Explanation : Given,
Mass of [tex]H_2[/tex] = 1.46 g
Mass of [tex]N_2[/tex] = 10.5 g
Molar mass of [tex]H_2[/tex] = 2 g/mol
Molar mass of [tex]N_2[/tex] = 28 g/mol
First we have to calculate the moles of [tex]H_2[/tex] and [tex]N_2[/tex].
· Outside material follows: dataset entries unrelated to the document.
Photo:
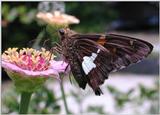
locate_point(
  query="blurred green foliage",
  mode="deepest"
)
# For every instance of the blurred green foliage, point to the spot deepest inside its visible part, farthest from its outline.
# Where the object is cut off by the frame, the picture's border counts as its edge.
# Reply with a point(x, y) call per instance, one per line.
point(20, 25)
point(145, 94)
point(44, 100)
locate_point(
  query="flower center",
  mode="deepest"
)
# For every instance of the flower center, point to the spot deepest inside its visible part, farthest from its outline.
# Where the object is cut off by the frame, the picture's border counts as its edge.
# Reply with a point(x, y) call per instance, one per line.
point(28, 58)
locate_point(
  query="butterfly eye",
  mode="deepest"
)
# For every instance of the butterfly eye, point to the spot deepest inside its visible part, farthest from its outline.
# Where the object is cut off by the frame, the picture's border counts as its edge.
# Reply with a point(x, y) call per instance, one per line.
point(62, 32)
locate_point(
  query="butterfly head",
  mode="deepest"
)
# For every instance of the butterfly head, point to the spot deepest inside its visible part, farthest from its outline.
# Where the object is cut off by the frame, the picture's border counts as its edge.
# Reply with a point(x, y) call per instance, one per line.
point(65, 33)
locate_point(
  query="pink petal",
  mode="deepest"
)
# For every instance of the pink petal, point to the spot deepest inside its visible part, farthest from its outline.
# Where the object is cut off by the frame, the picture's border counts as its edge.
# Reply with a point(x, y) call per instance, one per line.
point(47, 73)
point(59, 66)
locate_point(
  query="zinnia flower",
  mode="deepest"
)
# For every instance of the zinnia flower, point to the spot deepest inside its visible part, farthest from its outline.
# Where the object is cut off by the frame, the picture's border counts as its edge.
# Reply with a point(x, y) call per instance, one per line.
point(57, 18)
point(30, 68)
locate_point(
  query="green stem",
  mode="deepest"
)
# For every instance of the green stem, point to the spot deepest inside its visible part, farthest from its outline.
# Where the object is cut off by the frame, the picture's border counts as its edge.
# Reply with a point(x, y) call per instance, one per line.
point(64, 97)
point(25, 99)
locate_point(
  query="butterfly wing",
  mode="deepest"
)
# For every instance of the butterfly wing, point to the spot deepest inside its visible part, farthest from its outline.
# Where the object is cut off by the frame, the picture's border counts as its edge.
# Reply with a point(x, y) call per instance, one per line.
point(98, 55)
point(94, 60)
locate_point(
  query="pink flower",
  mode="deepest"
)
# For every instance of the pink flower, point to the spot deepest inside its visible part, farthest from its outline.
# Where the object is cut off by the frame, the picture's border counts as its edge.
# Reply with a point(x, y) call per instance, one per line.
point(31, 67)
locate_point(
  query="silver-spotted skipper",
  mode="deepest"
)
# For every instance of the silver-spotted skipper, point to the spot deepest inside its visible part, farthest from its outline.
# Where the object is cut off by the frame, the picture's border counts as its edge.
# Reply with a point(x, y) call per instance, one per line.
point(93, 56)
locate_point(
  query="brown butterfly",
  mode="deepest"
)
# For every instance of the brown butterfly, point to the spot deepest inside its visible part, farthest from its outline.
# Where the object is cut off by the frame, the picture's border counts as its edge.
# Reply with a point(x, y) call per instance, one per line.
point(92, 57)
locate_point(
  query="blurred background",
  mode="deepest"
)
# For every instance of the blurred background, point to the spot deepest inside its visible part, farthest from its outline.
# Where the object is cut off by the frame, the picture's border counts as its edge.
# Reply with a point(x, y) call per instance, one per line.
point(133, 90)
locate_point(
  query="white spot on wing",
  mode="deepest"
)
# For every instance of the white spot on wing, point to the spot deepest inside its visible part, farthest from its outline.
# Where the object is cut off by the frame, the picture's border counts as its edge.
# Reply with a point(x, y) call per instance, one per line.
point(88, 62)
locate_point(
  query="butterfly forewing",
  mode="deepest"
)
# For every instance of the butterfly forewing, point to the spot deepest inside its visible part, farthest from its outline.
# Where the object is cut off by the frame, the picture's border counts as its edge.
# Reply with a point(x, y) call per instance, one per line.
point(92, 57)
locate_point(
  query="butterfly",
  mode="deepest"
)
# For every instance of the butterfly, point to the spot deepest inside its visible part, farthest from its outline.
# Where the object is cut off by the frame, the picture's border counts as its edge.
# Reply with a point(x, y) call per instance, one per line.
point(92, 57)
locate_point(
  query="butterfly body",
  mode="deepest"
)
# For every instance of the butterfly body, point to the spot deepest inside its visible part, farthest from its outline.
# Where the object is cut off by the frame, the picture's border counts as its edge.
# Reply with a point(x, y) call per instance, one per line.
point(93, 56)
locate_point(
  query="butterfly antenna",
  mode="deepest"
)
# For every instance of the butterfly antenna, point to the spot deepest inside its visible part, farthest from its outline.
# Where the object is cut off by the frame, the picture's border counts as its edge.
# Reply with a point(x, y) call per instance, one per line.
point(70, 77)
point(29, 44)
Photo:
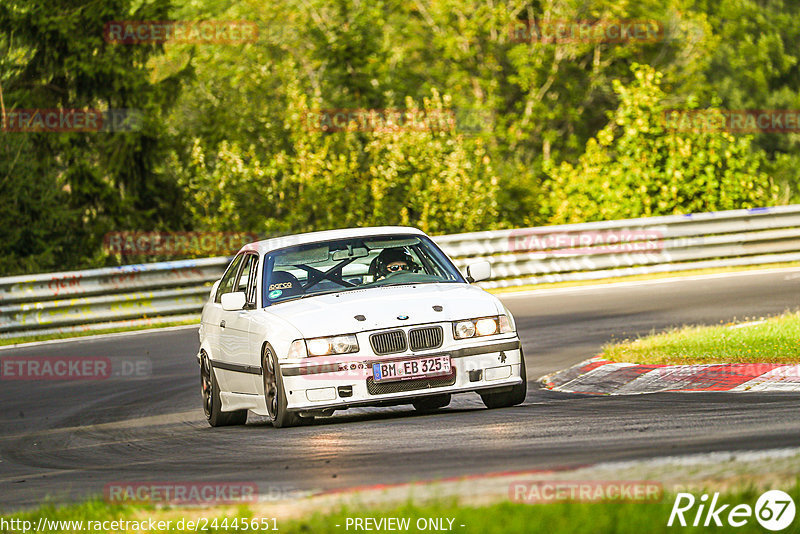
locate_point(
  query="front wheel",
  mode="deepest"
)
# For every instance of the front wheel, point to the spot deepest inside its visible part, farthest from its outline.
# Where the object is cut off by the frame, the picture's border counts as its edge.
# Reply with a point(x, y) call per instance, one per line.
point(212, 405)
point(509, 398)
point(274, 392)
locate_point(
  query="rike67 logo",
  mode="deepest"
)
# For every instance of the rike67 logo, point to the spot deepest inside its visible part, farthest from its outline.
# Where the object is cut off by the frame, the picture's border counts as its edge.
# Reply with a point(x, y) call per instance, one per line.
point(774, 510)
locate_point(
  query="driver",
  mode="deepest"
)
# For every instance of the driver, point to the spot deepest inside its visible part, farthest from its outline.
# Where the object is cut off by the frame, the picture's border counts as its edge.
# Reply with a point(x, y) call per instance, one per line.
point(393, 260)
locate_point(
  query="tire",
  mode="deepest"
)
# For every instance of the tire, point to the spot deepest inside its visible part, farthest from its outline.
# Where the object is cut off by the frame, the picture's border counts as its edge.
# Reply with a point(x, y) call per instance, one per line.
point(274, 392)
point(432, 403)
point(212, 405)
point(507, 399)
[tex]\text{Moles of }H_2=\frac{\text{Given mass }H_2}{\text{Molar mass }H_2}[/tex]
[tex]\text{Moles of }H_2=\frac{1.46g}{2g/mol}=0.73mol[/tex]
and,
[tex]\text{Moles of }N_2=\frac{\text{Given mass }N_2}{\text{Molar mass }N_2}[/tex]
[tex]\text{Moles of }N_2=\frac{10.5g}{28g/mol}=0.375mol[/tex]
Now we have to calculate the limiting and excess reagent.
The balanced chemical equation is:
[tex]3H_2+N_2\rightarrow 2NH_3[/tex]
From the balanced reaction we conclude that
As, 3 mole of [tex]H_2[/tex] react with 1 mole of [tex]N_2[/tex]
So, 0.73 moles of [tex]H_2[/tex] react with [tex]\frac{0.73}{3}=0.243[/tex] moles of [tex]N_2[/tex]
From this we conclude that, [tex]N_2[/tex] is an excess reagent because the given moles are greater than the required moles and [tex]H_2[/tex] is a limiting reagent and it limits the formation of product.
Now we have to calculate the moles of [tex]NH_3[/tex]
From the reaction, we conclude that
As, 3 mole of [tex]H_2[/tex] react to give 2 mole of [tex]NH_3[/tex]
So, 0.73 mole of [tex]H_2[/tex] react to give [tex]\frac{2}{3}\times 0.73=0.487[/tex] mole of [tex]NH_3[/tex]
Now we have to calculate the mass of [tex]NH_3[/tex]
[tex]\text{ Mass of }NH_3=\text{ Moles of }NH_3\times \text{ Molar mass of }NH_3[/tex]
Molar mass of [tex]NH_3[/tex] = 17 g/mole
[tex]\text{ Mass of }NH_3=(0.487moles)\times (17g/mole)=8.28g[/tex]
Therefore, the theoretical yield in grams for this reaction under the given conditions is, 8.28 grams.